Next, an intersection-based analysis of the DEGs and DEPs were employed to uncover the effect targets of SQWCF in treating GC. A total of 7 common targets of DEGs and DEPs were identified and shown in Fig. 7A. Specifically, FAM81A, PCNT, and TMX4 showed consistent changes at both mRNA and protein levels, with TMX4 being up-regulated, while FAM81A and PCNT being down-regulated (Fig. 7B–C). Subsequently, gene expression differential analysis and survival analysis were used to evaluate the value of these three genes in the diagnosis of cancer. There were significant differences in FAM81A, PCNT, and TMX4 expressions between tumor tissues and normal tissues in multiple types of cancer based on TCGA and GTEx.
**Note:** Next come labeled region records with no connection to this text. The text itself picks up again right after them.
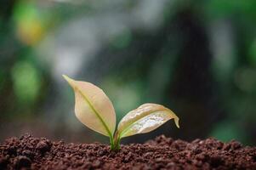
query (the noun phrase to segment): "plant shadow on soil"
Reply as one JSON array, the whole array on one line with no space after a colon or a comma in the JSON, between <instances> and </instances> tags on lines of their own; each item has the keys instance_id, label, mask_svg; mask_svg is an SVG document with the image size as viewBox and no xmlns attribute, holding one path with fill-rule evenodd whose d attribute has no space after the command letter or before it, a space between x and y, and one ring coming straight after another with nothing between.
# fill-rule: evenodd
<instances>
[{"instance_id":1,"label":"plant shadow on soil","mask_svg":"<svg viewBox=\"0 0 256 170\"><path fill-rule=\"evenodd\" d=\"M162 135L119 151L29 134L0 144L0 169L256 169L256 147L209 138L189 143Z\"/></svg>"}]
</instances>

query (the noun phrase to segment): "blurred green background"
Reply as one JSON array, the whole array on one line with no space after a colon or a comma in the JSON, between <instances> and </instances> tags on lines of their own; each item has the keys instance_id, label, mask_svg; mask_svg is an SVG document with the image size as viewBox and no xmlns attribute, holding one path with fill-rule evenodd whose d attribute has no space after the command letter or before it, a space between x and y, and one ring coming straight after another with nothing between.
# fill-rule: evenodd
<instances>
[{"instance_id":1,"label":"blurred green background","mask_svg":"<svg viewBox=\"0 0 256 170\"><path fill-rule=\"evenodd\" d=\"M180 118L164 133L256 144L255 0L3 0L0 141L31 133L108 142L75 117L66 74L105 90L119 121L146 102Z\"/></svg>"}]
</instances>

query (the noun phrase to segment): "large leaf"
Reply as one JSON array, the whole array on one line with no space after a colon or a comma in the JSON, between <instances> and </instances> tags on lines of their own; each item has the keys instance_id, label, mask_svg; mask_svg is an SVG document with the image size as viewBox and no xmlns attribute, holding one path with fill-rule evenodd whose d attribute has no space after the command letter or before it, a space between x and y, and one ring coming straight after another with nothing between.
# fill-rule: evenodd
<instances>
[{"instance_id":1,"label":"large leaf","mask_svg":"<svg viewBox=\"0 0 256 170\"><path fill-rule=\"evenodd\" d=\"M128 112L119 122L119 138L151 132L170 119L179 127L179 117L169 109L156 104L144 104Z\"/></svg>"},{"instance_id":2,"label":"large leaf","mask_svg":"<svg viewBox=\"0 0 256 170\"><path fill-rule=\"evenodd\" d=\"M74 89L75 113L78 120L94 131L112 136L116 113L111 101L103 90L92 83L63 76Z\"/></svg>"}]
</instances>

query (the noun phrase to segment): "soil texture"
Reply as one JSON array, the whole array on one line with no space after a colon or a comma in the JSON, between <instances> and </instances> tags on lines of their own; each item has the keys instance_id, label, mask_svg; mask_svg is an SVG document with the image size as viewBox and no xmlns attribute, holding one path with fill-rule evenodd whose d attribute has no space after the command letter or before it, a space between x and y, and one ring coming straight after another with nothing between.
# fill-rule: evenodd
<instances>
[{"instance_id":1,"label":"soil texture","mask_svg":"<svg viewBox=\"0 0 256 170\"><path fill-rule=\"evenodd\" d=\"M0 144L0 169L255 169L256 147L159 136L145 144L65 144L29 134Z\"/></svg>"}]
</instances>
Notably, all three genes were aberrantly high expressed in GC tissues (Fig. 7D, Additional file 3: Fig. S3A, D). The paired sample analysis using TCGA database-sourced data showed the same noteworthy increase in the expressions of FAM81A and PCNT in cancers compared to paracancerous tissues (Fig. 7E, Additional file 3: Fig. S3B, E). Our subsequent experiment evaluated the prognostic value of FAM81A, PCNT, and TMX4 in overall survival (OS) in GC. High expression of FAM81A was significantly associated with poor prognosis for GC patients (Fig. 7F–I). However, the expression of PCNT and TMX4 showed no significant association with the prognosis of GC patients (Additional file 2: Fig. S2C-F, I-L).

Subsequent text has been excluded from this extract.